Division of Pulmonary Medicine, Allergy and Immunology, Department of Pediatrics, Children's Hospital of Pittsburgh of UPMC, University of Pittsburgh, Pittsburgh, Pa.
Division of Pulmonary Medicine, Allergy and Immunology, Department of Pediatrics, Children's Hospital of Pittsburgh of UPMC, University of Pittsburgh, Pittsburgh, Pa.
J Allergy Clin Immunol Pract. 2018 Mar-Apr;6(2):570-581.e10. doi: 10.1016/j.jaip.2017.07.010. Epub 2017 Sep 28.
There is conflicting evidence on the effect of obesity on lung function in adults and children with and without asthma. We aimed to evaluate the relation between overweight or obesity and lung function, and whether such relationship varies by age, sex, or asthma status.
We searched PubMed, Scopus, CINAHL, Cochrane, and EMBASE for all studies (in English) reporting on obesity status (by body mass index) and lung function, from 2005 to 2017. Main outcomes were forced expiratory volume in 1 second (FEV), forced vital capacity (FVC), FEV/FVC, forced expiratory flow between 25th and 75th percentile of the forced vital capacity (FEF), total lung capacity (TLC), residual volume (RV), and functional residual capacity (FRC). Random-effects models were used to calculate the pooled risk estimates; each study was weighed by the inverse effect size variance. For each outcome, we compared overweight or obese ("obese") subjects with those of normal weight.

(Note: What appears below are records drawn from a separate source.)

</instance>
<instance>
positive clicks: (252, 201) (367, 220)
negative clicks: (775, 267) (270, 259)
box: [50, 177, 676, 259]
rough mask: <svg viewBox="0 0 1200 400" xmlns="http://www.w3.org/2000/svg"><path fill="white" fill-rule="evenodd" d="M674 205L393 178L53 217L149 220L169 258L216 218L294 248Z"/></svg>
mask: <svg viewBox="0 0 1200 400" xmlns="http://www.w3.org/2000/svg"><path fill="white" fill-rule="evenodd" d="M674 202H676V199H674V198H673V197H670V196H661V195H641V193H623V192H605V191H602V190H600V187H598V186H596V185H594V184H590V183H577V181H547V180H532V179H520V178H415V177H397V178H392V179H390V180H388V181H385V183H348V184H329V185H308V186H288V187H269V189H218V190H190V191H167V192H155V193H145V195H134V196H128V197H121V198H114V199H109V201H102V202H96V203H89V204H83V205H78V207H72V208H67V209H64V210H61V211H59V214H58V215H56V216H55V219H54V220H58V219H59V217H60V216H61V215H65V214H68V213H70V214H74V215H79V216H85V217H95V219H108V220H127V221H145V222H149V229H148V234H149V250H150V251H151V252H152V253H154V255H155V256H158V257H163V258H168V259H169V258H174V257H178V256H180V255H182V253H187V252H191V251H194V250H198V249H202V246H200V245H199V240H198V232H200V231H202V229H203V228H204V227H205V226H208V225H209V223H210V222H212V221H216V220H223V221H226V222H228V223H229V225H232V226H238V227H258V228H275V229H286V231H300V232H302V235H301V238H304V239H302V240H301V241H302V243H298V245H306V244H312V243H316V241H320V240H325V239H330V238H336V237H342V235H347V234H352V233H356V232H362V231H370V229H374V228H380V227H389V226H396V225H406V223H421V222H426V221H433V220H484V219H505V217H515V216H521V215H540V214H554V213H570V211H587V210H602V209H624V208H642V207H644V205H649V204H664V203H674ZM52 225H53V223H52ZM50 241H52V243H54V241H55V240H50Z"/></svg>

All measures of lung function were decreased among obese subjects. Obese adults showed a pattern (lower FEV, FVC, TLC, and RV) different from obese children (more pronounced FEV/FVC deficit with unchanged FEV or FVC). There were also seemingly different patterns by asthma status, in that subjects without asthma had more marked decreases in FEV, TLC, RV, and FRC than subjects with asthma. Subjects who were obese (as compared with overweight) had even further decreased FEV, FVC, TLC, RV, and FRC.
Obesity is detrimental to lung function, but specific patterns differ between children and adults. Physicians should be aware of adverse effects of obesity on lung function, and weight control should be considered in the management of airway disease among the obese.

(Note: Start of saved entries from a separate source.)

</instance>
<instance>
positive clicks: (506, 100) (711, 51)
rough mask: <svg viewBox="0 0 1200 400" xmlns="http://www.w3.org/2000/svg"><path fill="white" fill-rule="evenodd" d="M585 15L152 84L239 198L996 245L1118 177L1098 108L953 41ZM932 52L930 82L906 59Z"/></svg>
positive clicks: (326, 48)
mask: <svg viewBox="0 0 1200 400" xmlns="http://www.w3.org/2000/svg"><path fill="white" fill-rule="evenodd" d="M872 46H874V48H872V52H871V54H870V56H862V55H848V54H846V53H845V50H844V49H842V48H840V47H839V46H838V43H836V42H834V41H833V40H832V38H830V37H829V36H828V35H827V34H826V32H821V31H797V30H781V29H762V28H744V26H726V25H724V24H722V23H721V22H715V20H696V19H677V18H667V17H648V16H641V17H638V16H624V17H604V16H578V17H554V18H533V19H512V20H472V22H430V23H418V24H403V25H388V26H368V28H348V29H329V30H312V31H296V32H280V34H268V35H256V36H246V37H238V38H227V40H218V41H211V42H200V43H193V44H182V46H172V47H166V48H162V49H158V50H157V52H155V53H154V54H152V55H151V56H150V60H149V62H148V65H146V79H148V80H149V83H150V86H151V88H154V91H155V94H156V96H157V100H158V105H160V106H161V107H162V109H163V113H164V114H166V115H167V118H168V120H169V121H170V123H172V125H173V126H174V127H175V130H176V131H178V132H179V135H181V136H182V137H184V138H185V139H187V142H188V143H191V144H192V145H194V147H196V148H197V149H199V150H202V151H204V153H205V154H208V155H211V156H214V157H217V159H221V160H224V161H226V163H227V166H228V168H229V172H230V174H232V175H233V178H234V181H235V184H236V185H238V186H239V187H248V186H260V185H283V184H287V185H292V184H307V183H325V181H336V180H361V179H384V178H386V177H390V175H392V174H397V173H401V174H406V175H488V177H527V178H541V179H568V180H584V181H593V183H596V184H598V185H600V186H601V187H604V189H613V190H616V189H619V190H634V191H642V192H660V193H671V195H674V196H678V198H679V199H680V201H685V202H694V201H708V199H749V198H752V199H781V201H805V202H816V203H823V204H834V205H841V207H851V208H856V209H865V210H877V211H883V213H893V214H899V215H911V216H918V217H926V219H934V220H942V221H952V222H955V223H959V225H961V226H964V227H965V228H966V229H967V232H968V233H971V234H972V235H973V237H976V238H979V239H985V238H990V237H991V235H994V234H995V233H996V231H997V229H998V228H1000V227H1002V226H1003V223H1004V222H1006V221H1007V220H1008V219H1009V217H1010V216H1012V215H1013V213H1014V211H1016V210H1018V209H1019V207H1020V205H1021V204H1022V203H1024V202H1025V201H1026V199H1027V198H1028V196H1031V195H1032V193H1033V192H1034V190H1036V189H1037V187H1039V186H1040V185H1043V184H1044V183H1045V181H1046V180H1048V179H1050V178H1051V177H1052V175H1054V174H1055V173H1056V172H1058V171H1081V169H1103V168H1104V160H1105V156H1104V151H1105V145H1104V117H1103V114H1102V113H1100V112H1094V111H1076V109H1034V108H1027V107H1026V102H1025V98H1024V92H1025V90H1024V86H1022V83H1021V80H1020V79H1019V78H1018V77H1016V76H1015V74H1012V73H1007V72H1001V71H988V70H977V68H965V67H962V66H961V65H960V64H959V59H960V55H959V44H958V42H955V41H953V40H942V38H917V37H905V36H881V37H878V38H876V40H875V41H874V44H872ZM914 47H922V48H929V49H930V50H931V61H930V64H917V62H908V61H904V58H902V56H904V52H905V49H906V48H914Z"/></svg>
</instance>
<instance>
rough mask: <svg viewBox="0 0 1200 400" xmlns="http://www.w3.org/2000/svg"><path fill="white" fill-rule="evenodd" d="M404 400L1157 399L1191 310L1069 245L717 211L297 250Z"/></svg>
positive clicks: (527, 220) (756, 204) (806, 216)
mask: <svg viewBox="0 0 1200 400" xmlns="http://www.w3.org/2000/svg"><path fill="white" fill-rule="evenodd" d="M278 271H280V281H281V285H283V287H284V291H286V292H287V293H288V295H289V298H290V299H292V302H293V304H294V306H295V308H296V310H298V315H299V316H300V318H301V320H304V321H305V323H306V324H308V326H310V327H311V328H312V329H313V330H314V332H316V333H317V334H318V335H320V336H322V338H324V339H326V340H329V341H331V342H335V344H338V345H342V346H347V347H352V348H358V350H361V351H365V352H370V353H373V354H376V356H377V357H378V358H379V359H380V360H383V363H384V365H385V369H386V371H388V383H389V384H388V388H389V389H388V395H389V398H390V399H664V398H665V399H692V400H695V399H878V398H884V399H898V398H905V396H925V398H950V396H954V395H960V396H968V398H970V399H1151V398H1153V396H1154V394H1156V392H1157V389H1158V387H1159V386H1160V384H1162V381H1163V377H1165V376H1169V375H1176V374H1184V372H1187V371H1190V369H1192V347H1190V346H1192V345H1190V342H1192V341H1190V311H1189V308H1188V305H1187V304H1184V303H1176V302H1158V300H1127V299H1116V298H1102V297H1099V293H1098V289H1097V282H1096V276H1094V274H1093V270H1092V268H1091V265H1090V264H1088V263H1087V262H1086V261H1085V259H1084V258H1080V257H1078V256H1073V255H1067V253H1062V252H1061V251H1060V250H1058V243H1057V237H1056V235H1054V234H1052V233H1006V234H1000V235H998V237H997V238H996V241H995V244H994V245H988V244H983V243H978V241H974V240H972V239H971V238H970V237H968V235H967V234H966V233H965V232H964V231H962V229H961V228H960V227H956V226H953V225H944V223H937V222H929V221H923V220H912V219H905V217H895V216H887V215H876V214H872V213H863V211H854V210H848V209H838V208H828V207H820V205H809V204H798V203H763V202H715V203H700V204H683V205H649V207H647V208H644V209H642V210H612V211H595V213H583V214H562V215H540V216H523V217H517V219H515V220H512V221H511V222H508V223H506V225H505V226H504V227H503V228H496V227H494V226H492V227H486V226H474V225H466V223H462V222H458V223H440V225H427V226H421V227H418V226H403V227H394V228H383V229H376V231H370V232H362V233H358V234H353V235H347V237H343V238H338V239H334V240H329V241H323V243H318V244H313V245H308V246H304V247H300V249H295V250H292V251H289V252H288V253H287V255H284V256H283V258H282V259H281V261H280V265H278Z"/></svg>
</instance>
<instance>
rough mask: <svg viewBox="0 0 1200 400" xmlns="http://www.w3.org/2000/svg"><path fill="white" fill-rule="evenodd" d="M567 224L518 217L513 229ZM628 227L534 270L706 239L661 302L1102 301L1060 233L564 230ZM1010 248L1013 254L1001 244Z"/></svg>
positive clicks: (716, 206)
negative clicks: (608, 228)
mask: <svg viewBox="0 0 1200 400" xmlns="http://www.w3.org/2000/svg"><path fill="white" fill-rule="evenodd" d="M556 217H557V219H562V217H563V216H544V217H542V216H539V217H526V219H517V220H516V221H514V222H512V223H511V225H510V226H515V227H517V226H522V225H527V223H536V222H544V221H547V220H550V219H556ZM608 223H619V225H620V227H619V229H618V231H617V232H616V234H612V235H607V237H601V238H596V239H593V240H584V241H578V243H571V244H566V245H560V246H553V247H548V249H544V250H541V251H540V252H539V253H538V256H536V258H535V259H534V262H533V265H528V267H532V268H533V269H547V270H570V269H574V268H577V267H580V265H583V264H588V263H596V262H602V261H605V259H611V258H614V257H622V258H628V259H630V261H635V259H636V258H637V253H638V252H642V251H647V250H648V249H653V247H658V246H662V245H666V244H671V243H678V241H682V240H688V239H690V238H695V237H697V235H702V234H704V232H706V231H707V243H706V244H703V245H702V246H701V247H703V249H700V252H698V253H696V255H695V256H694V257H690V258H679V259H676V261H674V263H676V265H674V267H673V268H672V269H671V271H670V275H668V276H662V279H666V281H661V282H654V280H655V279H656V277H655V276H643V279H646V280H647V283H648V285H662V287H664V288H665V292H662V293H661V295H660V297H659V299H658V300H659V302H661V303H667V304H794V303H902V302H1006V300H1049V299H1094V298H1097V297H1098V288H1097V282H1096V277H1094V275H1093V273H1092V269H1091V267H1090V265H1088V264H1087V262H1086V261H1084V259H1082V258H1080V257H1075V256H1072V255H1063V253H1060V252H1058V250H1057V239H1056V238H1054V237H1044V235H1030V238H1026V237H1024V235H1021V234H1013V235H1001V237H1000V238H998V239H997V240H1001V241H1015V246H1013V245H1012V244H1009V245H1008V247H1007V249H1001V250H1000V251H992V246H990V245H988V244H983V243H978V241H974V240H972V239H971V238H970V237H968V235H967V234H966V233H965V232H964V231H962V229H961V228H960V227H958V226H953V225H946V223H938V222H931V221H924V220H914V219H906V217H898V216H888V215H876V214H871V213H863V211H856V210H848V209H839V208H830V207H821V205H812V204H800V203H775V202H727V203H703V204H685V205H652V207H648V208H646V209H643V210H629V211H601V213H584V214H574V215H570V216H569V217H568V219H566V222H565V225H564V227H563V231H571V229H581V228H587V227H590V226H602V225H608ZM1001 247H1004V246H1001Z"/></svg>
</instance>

肥胖对有和没有哮喘的成人和儿童的肺功能的影响存在相互矛盾的证据。我们旨在评估超重或肥胖与肺功能之间的关系,以及这种关系是否因年龄、性别或哮喘状态而异。
我们在 2005 年至 2017 年间在 PubMed、Scopus、CINAHL、Cochrane 和 EMBASE 上搜索了所有报告肥胖状况(通过体重指数)和肺功能的研究(英文)。主要结局是 1 秒用力呼气量(FEV)、用力肺活量(FVC)、FEV/FVC、用力呼气流量在 FVC 的 25%和 75%之间(FEF)、总肺容量(TLC)、残气量(RV)和功能残气量(FRC)。采用随机效应模型计算汇总风险估计值;每个研究都根据逆效应大小方差进行加权。对于每个结局,我们将超重或肥胖(“肥胖”)受试者与体重正常的受试者进行比较。
肥胖受试者的所有肺功能指标均降低。肥胖成年人的表现模式(FEV、FVC、TLC 和 RV 降低)与肥胖儿童不同(FEV/FVC 缺陷更明显,而 FEV 或 FVC 不变)。根据哮喘状态似乎也存在不同的模式,即无哮喘的受试者比有哮喘的受试者 FEV、TLC、RV 和 FRC 下降更为明显。与超重者相比,肥胖者的 FEV、FVC、TLC、RV 和 FRC 下降更为明显。
肥胖对肺功能有害,但儿童和成人的具体模式不同。医生应该意识到肥胖对肺功能的不良影响,并且应该在肥胖人群的气道疾病管理中考虑体重控制。